I'd be curious to see.

mom said...

It's obvious to me that there is a bias against overweight/obese women. It's always been okay for men to be overweight/obese in a way that is not okay for women to be. "He's stocky" vs "She's fat". I am having problems with understanding their assertions that the bias must be health related based on no evidence that this is true. However, they don't want to make any claims about fat bias between men and women when they have no studies to prove that either.

rvman said...

There is an entire universe of extant knowledge that doesn't exist 'in the literature'. It doesn't exist in the literature because the people who publish - mostly academics and medical researchers - don't have access to appropriate data.

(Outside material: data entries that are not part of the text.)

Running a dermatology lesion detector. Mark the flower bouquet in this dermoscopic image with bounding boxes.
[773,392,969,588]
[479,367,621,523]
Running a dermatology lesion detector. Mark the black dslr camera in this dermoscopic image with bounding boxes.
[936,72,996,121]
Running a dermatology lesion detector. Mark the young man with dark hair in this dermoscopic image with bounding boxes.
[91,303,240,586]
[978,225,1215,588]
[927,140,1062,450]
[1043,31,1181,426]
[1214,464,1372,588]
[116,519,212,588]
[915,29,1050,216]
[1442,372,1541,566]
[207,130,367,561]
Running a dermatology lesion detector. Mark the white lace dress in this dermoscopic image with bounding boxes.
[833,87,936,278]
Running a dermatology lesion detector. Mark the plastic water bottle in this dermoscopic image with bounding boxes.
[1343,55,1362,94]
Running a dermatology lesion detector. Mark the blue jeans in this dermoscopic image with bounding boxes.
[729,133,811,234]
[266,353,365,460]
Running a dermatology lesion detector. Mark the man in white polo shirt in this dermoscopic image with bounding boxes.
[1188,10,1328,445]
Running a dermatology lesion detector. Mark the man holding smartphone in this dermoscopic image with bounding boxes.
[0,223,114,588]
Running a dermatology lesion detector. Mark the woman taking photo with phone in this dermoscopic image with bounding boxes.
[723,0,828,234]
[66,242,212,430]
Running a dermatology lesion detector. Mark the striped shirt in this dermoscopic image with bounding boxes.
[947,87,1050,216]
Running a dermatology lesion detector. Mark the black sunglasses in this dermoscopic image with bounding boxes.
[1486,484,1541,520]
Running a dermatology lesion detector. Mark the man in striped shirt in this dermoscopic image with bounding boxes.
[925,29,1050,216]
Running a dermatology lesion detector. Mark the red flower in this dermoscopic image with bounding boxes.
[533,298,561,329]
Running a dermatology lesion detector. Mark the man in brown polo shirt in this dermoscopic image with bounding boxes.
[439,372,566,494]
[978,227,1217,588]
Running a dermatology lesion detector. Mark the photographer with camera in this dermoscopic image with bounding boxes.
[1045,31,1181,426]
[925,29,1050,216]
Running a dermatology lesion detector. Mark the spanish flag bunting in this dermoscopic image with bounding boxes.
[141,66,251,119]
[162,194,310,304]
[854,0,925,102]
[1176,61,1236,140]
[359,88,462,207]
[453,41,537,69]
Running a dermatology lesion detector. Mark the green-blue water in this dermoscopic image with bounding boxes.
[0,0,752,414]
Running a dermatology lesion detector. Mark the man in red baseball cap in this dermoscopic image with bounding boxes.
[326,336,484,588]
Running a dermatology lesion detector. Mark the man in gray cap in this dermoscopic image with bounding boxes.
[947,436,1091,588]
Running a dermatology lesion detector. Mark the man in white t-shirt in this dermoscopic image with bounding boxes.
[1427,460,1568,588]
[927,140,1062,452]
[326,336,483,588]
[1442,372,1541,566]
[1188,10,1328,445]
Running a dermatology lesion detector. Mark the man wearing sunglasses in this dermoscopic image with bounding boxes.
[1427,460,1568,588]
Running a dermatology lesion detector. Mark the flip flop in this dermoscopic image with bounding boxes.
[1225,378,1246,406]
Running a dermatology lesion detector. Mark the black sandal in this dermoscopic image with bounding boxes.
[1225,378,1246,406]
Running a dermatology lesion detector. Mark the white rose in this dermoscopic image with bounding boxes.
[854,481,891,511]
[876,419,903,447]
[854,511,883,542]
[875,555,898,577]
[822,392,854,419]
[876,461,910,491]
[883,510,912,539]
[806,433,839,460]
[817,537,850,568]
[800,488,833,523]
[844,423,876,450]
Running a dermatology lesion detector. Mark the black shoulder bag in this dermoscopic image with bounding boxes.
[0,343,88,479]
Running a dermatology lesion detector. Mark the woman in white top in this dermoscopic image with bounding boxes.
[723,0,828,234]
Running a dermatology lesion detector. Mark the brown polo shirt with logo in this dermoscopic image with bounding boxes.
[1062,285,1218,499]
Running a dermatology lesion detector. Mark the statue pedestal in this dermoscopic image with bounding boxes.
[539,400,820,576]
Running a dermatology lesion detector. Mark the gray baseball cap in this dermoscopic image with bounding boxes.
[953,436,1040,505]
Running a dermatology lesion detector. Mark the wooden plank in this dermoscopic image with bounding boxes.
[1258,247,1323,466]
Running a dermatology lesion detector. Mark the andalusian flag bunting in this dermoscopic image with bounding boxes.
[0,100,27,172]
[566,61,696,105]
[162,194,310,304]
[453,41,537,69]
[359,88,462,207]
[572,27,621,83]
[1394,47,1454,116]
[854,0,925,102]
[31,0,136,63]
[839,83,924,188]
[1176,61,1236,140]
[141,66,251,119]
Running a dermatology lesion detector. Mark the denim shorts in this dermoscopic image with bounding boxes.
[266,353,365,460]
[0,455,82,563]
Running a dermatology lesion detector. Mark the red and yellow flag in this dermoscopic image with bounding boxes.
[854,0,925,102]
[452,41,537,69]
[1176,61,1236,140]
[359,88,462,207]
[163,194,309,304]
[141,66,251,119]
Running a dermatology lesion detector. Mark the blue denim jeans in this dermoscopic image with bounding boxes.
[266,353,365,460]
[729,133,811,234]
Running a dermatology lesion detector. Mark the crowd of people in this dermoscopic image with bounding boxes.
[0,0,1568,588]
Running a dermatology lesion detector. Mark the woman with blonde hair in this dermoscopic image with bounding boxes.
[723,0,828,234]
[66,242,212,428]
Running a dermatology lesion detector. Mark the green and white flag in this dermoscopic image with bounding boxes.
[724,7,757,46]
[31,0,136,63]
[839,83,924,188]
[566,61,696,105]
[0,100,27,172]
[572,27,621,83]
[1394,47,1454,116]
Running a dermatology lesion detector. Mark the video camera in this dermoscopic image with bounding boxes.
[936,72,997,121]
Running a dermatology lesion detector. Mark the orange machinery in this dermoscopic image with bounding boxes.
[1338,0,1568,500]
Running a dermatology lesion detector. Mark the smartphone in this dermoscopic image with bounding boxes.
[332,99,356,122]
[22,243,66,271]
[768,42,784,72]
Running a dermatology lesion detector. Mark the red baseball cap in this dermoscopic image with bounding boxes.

In this case, long time series of survival and disease incidence data with demographic information such as age, race, weight, prior health, marital status, etc. Insurance companies, and therefore actuaries, do, and you can bet they don't publish something like that - this information would be quite valuable in setting rates to the insurers, and they aren't about to publish that. Differentiating currently pooled populations is how they make money. Actuaries - industry and academic - do publish, but it is mostly methodological, not work product.

I don't have access to JHR at the moment, but from the abstract, I would hypothesize that he found a statistically significant effect, but (because of sample size, randomness, or other factors) he couldn't find it for white men, or other races in his specific dataset. He may have a white woman heavy dataset, for example. (I can't find what data he used, but if he's using the nursing survey, he definitely does.)

Sally said...

Rvman, I believe that actuaries do have access to data on the topic that has not been published in academic journals. But the idea that an actuary "knows" that obese women are costlier does not suggest that hiring managers and HR people in companies all over the country know AND choose to act on that knowledge in this way.

Here's the source data: "The empirical work in this paper is based on two data sources, including the NLSY, collected by Bureau of Labor Statistics, for our analysis of obesity and worker wages, and the Medical Expenditure Panel Survey (MEPS) for our analysis of obesity and medical
expenditures." n=38,645. The sample is 37% female and 85% white (I think; they report black and other so I just subtracted).

Should the NLSY be skewed toward white females? I doubt it.

Well, it'll be interesting to see if this analysis is backed up by other research finding the same things.

Tam, I like the "eat less" campaign idea.

Mom, I think there is a fair amount of research on fat bias by gender. One study (that I haven't read & can't vouch for; just looked it up) reports, from self-report data: "Women were at greater risk for weight/height discrimination than men, especially women with a BMI of 30–35 who were three times more likely to report weight/height discrimination compared to male peers of a similar weight" (Puhl RM, Andreyeva T, Brownell KD (06/2008). "Perceptions of weight discrimination: prevalence and comparison to race and gender discrimination in America". International journal of obesity (2005) (0307-0565), 32 (6), p. 992.)